Speakers included the students, as well as local officials, including Cooperstown Mayor Ellen Tillapaugh, Cooperstown Police Chief Frank Cavalieri, Otsego Town Supervisor Meg Kiernan and Otsego County Rep. Danny Lapin, D-Oneonta, who said he thinks he is the county’s only elected official of Asian descent. Lapin’s mom is Japanese.

“The deep-seated nature of systemic racism requires us to make continuous choices and take continuous actions to advance anti-racist ideas in the public space,” Lapin said.

Lapin read a resolution in support of the county’s AAPI population and against anti-Asian hate sponsored by Rep. Andrew Marietta, D-town of Otsego, which he said the county would be proud to support. Kiernan and Tillapaugh also spoke about resolutions their municipalities have passed, including in support of the AAPI community.

Kiernan noted Vice President Kamala Harris is the first Asian VP, “and it doesn’t hurt that she’s also our first female vice president,” she said.

Rain began almost immediately after the event started, and increased intermittently, but most of the onlookers stayed throughout the hour long program.

From left, Elizabeth Hughes, Jaina Bischof, Charlotte Feury, Cate Bohler, Maya Pandit, Riley Fillion and Olivia Lowenguth pose for a picture Sunday, May 2, at the Otsego Rally for Solidarity with Asian Americans at the Otsego County Courthouse in Cooperstown.

“I want to take a moment to say how invigorating it is to see so many friends and allies today,” Lapin said.

Several prominent local Asian-American women spoke as well, talking about issues that face their communities now and historically.

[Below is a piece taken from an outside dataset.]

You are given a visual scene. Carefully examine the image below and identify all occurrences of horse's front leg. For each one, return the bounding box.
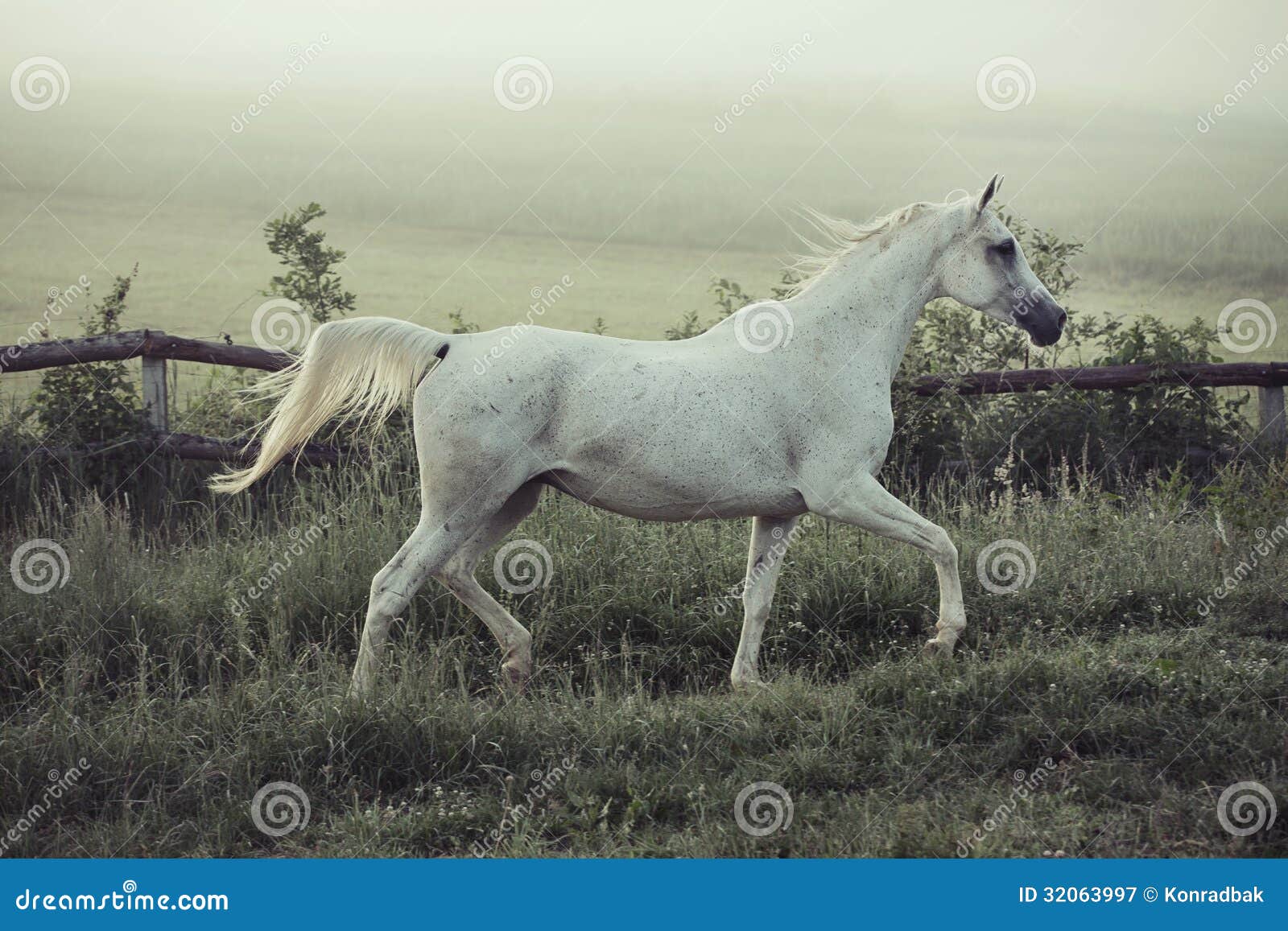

Sallie Han, a SUNY Oneonta anthropology professor, talked about the myth of the “model minority” and how it hurts Asian Americans and pits groups against one another.

“And particularly as a cultural anthropologist, I can assure you that the values of learning and teaching are foundational to every human culture,” Han said.

Dr. Joon Shim, the director of the general surgery residency program for the Bassett Healthcare Network, and a former Army surgeon, who did three tours in Afghanistan, spoke about the long history of hate crimes against Asian immigrants. She also gave examples about how individuals can make attempts to be allies with little gestures, such as asking how to pronounce an unfamiliar name properly.

“It does not have to be perfect. Just try, and it will make a difference,” she said.

Liane Hirabayashi, the regional coordinator of Bassett’s New York Center for Agricultural Medical and Health and co-president of the Cooperstown area League of Women Voters, spoke about her father’s internment and her uncle’s protest and imprisonment during World War II.

“They lost their home, their livelihood, their privacy, their dignity, because of their ancestry, because of their race,” Hirabayashi said.

She read her uncle, Gordon Hirabayashi’s reply, when he was ordered to comply with the internment notice.

“I consider it my duty to maintain the democratic standards from which this nation lives, therefore I must refuse this order for evacuation,” his reply read.

Many of the speakers praised Bohler and her classmates, a group which included Jaine Bischof, Charlotte Feury, Riley Fillion, Elizabeth Hughes, Olivia Loewenguth and Maya Pandit.

“One of the things I told (Cate) was I was very proud of her for organizing this,” Cooperstown Police Chief Frank Cavalieri said. “At the same time, I was very sad of the fact that here we are in the 21st century still dealing with racism and that these young adults are the ones that organized this. I kind of felt like we failed them, and obviously we have, because in the 21st century, we are still dealing with this. As adults, and supposedly older and wiser, we have not corrected this problem.

“At 15 years old, I told Cate, I was still trying to figure out where I belonged in life, what my purpose was and trying to figure out my dreams,” he continued. “For her to be doing that and to feel unsafe, what a horrible place to be, and that’s our fault.”

May is Asian American and Pacific Island Heritage month.